I've read a few different questions on here regarding the breakdown of employee vs independent contractor, but my situation has details that are quite different, hence, the question.

When I was hired, I was actually offered the choice of Employee or Contractor. At the time, the notion of Contractor scared me a bit so I chose Employee.

My situation is this:

  • I work out of my home 100% of the time (my employer office is ~300 miles away)
  • I am responsible for all my own tools (computer, office stuff, etc.)
  • My employer does NOT offer a matching 401K retirement plan
  • My employer subsidizes insurance for me but NOT for my family.
  • I pay ~$600/month (POST TAX) for private health insurance for my family (I still pay $150/month for myself).
  • I travel to the office of my employer 4 times per year, without reimbursement, for a week, incurring charges of around $600 for the trip. This adds no benefit to my current tax situation.
  • I currently have one client that I work with between 5 and 10 hours per week, doing the same type of work, under a sole proprietorship.
  • My wife does not work, so we don't have access to any other employer sponsored benefits.
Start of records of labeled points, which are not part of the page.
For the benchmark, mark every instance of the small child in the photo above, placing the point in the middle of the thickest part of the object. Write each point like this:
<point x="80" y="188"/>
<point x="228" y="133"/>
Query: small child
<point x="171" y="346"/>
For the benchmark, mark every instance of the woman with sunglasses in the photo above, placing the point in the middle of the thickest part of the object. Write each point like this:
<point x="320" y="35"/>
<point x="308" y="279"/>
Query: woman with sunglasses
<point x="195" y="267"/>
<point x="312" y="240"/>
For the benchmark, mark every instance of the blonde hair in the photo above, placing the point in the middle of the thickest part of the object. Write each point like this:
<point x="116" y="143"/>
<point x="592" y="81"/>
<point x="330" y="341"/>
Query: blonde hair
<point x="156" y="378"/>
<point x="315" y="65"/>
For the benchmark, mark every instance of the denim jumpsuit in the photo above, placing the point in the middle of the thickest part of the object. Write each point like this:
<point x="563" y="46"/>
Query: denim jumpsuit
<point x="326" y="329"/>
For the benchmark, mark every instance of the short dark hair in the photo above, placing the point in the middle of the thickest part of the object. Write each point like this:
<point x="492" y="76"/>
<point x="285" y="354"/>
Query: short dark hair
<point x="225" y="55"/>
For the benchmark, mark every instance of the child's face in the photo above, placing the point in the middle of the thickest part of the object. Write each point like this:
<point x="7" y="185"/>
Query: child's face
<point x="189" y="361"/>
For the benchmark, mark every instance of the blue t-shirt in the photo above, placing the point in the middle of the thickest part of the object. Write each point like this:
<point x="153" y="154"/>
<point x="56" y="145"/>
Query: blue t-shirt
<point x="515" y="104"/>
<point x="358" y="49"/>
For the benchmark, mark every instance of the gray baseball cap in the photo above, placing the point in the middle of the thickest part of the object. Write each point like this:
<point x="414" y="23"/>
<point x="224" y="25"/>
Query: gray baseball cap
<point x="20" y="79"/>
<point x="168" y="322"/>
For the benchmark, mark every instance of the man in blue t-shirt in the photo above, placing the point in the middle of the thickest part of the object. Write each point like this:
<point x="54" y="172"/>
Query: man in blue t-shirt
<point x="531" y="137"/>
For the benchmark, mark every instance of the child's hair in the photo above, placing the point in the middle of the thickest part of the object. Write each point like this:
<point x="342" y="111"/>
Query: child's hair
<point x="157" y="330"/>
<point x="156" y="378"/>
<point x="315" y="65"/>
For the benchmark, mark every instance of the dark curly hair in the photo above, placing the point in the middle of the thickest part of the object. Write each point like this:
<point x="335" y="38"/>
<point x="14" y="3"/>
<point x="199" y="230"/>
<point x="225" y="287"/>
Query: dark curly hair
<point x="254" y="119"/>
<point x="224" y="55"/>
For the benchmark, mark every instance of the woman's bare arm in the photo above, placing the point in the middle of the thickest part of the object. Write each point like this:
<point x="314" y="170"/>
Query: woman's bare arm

From what I have read, here a few areas where I might benefit from being an independent contractor: (correct me if I am wrong)

  • Ability to claim more deductions on my taxes...(i.e. cost of equipment and supplies, cost of trips to their office including rental car, gas and food, potentially other stuff)
  • Access to better private insurance plans that can't exclude me or my family for pre-existing conditions.
  • Ability to deduct Health Care insurance premiums. (currently $7,200/year)

As you can see, I am going at this primarily for (a) Tax benefits AND (b) Health Care choices. As it stands now, I have limited health insurance choices, risk of coverage being dropped or elevated if something bad happens to one of us, and not having the ability to deduct the health insurance premiums.

I already work a lot, and at odd hours often, so that's not even part of the equation for me. I understand that I'll be responsible for self employment tax, but I think I can get a slightly higher pay rate from my employer to help with that, should I make the change. Additionally, the reduced tax liability from the insurance premiums should help. Lastly, I am a self starter and manage all of the documents/receipts, etc., for my current sole proprietorship, so there won't be much of a transition.


1 Answer 1


One thought: get a professional tax adviser to help you. IRS may re-characterize you as an employee even if you're paid as a contractor with 1099, depending on the nature of your work and your relationship with the employer.

However, all your concerns are valid, and you would definitely have more tax benefits as a contractor, under the terms you've described. You should also talk to your adviser about whether being sole-proprietor is good for you. You should consider the benefits of incorporating (for example, working under S-Corp may, if handled properly, reduce your SE-tax liability). Depending on your state, there may be some additional fees and taxes involved, though. See this question for a related discussion.

My answer was not intended or written to be used, and it cannot be used by any taxpayer, for the purpose of avoiding penalties that may be imposed on the taxpayer (circ 230 disclaimer).